TREVISO In un paesaggio di professionisti del rugby piuttosto omologato c’è invece in Tommaso Menoncello qualcosa di ancora artigianale, spontaneo. Un po’ quel profumo selvatico di erba e di terra dei campi di provincia, contro la fredda asetticità dei moderni manti sintetici. Tommy da Quinto di Treviso, ventitrè anni, è un ragazzo semplice. Sport, famiglia, morosa, con i piedi taglia 47 ben piantati nella realtà nonostante la considerazione riservatagli non solo dai tifosi, ma ormai anche da tecnici e specialisti di tutto il mondo ovale che conta.

Sul campo è intenso, ruvido, come direbbero i veci: ignorante. «In partita mi affido all’istinto, cerco di non pensare», racconta dal ritiro azzurro di Verona, «sono competitivo da sempre, perdere non mi va proprio e questo mi spinge a dare sempre il cento per cento. Oltre al rugby fra Benetton e Nazionale non resta molto tempo libero, lo dedico soprattutto ad Anna e a vedere gli amici, anche per staccare la spina. La notorietà? Capita che mi venga chiesto un selfie o di ricevere dei messaggi nei social. Si può gestire, anzi mi fa piacere. Spesso sono ragazzini appassionati come lo sono stato io».
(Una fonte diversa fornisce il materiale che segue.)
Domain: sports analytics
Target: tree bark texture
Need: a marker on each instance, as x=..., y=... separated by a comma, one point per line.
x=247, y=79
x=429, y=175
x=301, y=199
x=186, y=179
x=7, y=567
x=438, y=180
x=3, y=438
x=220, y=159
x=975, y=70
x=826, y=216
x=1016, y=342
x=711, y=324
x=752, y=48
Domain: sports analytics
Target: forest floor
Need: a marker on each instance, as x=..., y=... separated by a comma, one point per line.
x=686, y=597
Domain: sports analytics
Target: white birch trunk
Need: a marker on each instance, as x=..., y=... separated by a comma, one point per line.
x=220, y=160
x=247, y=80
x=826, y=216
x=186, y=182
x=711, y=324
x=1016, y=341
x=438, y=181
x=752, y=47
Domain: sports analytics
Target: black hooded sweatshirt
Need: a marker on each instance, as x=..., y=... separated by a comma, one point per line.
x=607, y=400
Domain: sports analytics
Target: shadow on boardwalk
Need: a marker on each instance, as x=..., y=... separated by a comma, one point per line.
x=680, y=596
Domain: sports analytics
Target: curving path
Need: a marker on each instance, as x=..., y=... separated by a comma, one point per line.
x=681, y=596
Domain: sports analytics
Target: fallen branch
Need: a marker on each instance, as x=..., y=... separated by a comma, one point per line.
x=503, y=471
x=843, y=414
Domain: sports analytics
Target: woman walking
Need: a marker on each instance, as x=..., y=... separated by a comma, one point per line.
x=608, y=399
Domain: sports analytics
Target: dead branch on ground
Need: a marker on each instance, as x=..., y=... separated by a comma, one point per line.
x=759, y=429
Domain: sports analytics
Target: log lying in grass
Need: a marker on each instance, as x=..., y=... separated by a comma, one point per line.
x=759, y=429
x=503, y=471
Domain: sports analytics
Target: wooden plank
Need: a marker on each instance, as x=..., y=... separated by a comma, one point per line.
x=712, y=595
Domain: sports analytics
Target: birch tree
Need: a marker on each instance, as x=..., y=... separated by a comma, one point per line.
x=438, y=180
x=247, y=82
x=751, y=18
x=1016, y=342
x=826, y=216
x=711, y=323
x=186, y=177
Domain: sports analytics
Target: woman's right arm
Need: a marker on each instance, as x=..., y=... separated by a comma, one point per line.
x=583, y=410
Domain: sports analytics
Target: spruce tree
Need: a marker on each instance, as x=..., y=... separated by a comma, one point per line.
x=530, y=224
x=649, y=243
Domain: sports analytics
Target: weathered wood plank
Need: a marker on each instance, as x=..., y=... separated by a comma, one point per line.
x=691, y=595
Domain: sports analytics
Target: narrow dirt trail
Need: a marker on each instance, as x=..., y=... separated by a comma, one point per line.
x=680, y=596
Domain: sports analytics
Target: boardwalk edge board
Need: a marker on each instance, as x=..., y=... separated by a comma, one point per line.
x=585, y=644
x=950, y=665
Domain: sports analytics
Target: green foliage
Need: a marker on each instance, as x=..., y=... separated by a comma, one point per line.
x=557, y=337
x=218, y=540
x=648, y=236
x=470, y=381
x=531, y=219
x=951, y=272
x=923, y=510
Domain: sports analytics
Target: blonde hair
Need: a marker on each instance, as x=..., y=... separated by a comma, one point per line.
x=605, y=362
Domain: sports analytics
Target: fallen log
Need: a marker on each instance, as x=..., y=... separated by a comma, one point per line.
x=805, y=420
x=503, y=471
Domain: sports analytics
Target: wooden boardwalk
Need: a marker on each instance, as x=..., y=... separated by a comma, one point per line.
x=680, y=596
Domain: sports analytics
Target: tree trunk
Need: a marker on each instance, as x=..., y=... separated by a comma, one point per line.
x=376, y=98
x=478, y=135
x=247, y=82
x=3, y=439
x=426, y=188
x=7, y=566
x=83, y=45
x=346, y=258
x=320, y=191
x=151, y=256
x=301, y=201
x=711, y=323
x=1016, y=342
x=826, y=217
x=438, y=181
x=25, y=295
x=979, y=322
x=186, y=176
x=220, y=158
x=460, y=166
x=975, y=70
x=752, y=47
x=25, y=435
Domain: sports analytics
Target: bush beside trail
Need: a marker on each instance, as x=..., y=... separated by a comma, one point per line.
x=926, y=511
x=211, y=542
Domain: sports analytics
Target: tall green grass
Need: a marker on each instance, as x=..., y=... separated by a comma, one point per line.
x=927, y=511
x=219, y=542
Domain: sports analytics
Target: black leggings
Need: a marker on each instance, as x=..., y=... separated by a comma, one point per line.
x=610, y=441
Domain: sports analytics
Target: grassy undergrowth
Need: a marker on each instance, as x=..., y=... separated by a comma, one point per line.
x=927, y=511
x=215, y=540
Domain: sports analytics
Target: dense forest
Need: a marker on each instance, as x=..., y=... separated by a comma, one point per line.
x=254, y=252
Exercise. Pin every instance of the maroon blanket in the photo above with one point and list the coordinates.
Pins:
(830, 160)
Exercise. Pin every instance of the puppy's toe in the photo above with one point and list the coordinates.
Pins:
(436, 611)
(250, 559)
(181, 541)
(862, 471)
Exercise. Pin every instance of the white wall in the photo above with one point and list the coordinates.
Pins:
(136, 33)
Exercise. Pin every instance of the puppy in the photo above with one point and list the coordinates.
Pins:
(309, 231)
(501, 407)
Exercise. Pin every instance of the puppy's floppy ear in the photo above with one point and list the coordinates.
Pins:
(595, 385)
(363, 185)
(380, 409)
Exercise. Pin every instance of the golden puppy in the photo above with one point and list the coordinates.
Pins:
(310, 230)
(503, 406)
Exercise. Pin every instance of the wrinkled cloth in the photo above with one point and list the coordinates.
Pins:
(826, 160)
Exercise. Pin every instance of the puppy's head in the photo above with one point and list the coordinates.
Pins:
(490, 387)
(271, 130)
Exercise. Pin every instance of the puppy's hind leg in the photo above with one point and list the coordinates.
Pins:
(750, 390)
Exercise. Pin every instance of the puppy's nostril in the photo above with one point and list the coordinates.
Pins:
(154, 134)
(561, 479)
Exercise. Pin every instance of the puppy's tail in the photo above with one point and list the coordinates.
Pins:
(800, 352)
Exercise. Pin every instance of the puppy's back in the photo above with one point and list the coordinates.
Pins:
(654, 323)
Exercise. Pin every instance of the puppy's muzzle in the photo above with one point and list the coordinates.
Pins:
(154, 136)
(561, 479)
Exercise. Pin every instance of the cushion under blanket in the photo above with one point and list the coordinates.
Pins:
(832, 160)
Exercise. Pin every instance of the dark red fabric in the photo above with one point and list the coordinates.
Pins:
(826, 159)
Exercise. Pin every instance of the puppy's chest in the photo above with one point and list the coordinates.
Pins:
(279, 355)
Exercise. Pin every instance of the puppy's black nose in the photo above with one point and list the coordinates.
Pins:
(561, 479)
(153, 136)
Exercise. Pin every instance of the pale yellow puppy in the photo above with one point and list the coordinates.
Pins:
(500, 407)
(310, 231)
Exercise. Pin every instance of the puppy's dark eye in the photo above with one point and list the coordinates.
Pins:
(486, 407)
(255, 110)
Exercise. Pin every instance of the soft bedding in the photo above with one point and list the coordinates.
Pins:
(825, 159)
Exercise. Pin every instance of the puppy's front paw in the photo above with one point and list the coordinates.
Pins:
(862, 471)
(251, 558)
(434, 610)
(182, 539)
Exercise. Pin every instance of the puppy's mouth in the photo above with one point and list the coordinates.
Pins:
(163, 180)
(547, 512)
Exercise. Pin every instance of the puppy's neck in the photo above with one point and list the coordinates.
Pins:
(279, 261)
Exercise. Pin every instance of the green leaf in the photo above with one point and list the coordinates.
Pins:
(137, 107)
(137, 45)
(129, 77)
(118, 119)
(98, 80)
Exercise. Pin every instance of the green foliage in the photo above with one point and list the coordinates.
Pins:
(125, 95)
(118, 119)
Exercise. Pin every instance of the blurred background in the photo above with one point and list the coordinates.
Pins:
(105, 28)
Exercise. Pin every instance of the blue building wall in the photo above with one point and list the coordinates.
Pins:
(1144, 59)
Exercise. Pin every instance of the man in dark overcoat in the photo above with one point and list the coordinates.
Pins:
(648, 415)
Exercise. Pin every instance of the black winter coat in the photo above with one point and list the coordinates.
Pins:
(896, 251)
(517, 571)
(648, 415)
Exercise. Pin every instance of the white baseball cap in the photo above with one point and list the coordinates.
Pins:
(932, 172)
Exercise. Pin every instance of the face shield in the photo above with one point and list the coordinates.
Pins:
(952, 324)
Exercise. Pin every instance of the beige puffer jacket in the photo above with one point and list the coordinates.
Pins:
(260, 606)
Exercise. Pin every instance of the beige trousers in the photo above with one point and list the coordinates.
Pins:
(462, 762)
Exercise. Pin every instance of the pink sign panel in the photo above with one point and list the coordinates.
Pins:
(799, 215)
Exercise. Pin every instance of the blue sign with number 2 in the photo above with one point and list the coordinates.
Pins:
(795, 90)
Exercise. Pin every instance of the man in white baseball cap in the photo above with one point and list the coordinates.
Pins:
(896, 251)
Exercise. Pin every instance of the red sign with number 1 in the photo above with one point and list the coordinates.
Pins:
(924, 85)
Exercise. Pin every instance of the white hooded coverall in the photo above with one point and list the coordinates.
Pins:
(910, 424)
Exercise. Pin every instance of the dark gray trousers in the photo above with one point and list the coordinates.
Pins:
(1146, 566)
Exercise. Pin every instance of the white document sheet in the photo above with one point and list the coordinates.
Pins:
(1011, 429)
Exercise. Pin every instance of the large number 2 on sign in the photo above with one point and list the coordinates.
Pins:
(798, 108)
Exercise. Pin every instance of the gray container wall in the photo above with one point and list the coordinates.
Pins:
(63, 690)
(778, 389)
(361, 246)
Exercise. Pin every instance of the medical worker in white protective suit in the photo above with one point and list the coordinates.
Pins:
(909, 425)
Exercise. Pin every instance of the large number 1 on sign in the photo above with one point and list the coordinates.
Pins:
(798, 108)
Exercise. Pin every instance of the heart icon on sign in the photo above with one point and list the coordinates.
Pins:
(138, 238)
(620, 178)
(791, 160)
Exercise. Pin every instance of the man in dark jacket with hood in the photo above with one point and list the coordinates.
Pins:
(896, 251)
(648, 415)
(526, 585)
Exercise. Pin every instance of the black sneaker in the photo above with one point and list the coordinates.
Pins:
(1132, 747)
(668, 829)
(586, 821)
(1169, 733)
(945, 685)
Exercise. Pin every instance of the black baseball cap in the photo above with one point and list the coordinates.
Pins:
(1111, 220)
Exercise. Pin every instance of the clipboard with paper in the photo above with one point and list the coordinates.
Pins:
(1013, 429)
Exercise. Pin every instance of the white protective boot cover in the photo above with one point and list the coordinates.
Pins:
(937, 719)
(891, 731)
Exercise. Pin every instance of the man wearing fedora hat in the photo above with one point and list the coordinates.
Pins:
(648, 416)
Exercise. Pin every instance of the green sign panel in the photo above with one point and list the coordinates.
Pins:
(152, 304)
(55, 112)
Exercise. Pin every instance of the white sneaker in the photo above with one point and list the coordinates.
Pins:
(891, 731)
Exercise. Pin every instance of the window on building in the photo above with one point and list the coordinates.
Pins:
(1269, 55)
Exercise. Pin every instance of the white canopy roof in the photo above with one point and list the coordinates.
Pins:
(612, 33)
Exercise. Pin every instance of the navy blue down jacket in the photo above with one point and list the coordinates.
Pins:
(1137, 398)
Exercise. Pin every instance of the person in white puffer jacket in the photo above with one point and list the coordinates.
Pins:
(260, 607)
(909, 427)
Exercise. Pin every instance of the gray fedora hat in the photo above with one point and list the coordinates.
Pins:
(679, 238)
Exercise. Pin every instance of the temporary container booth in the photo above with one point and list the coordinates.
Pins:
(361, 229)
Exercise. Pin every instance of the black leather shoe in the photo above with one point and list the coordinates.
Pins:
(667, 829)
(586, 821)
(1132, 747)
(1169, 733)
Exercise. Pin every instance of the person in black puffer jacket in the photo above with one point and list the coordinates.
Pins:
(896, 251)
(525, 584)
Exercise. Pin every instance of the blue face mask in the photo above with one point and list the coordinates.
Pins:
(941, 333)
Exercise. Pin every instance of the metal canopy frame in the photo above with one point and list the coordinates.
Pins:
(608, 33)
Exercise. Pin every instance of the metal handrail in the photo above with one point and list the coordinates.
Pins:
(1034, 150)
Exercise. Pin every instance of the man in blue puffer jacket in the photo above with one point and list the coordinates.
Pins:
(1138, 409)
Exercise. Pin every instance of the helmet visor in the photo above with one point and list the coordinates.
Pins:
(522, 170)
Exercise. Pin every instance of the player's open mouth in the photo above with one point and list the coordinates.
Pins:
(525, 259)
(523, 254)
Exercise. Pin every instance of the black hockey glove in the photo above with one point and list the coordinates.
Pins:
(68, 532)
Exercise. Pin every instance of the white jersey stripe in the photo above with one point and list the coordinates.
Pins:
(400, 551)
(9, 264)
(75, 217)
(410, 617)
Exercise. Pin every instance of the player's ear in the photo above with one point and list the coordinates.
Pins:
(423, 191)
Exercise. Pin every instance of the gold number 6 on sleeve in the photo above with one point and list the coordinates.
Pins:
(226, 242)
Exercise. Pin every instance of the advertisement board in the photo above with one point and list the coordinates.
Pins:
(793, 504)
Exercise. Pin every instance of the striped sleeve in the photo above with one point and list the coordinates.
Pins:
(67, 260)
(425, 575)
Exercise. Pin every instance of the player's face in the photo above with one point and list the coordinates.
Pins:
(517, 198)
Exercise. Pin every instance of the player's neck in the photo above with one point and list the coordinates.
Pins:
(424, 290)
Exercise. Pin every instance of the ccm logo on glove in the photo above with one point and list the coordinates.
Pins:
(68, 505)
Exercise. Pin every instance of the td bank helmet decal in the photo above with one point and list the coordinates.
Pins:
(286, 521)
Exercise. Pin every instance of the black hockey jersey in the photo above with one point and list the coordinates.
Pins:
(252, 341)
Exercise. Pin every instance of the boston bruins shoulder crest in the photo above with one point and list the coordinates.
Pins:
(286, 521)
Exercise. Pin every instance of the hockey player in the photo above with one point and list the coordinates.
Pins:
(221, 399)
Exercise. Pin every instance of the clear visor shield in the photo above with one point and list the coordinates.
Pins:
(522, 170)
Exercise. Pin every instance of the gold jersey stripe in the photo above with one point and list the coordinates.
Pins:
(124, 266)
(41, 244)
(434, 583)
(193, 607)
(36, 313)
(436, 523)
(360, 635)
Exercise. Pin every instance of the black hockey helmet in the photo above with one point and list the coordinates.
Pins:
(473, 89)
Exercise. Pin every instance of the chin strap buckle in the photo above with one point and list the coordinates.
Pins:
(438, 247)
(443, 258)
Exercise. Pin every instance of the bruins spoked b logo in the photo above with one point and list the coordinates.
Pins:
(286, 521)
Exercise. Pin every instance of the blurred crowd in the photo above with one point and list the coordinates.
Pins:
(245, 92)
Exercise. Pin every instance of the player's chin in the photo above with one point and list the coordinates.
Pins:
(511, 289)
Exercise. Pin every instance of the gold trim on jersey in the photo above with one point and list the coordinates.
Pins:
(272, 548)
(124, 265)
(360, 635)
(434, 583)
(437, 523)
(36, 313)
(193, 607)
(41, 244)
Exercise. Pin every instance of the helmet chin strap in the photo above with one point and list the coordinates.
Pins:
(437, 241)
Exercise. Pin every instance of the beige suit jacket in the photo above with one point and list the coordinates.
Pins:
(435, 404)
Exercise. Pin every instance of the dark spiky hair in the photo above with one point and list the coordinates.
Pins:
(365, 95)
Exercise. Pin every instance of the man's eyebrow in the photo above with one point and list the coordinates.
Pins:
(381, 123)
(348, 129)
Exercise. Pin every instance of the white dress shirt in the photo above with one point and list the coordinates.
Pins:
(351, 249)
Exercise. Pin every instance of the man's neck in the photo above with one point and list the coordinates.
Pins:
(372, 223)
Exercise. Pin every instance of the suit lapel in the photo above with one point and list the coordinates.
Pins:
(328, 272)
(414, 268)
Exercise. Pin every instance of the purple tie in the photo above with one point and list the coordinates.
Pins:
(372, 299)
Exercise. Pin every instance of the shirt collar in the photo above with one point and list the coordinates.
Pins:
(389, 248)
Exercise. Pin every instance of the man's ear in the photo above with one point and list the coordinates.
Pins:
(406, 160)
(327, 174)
Tutto comincia nel settembre 2011. Tommaso è un energico difensore del Quinto, che quell’estate però chiude i battenti per fallimento. I signori Menoncello si guardano in giro perchè il vivace bambino a nove anni ha senz’altro bisogno di sfogarsi con lo sport. La società più vicina a casa si trova a Paese. Ma lì si gioca con palloni ovali. «Il calcio mi piaceva, mi immaginavo in serie A, ma con il rugby mi sono appassionato fin dal primo giorno. E’ stato un colpo di fulmine».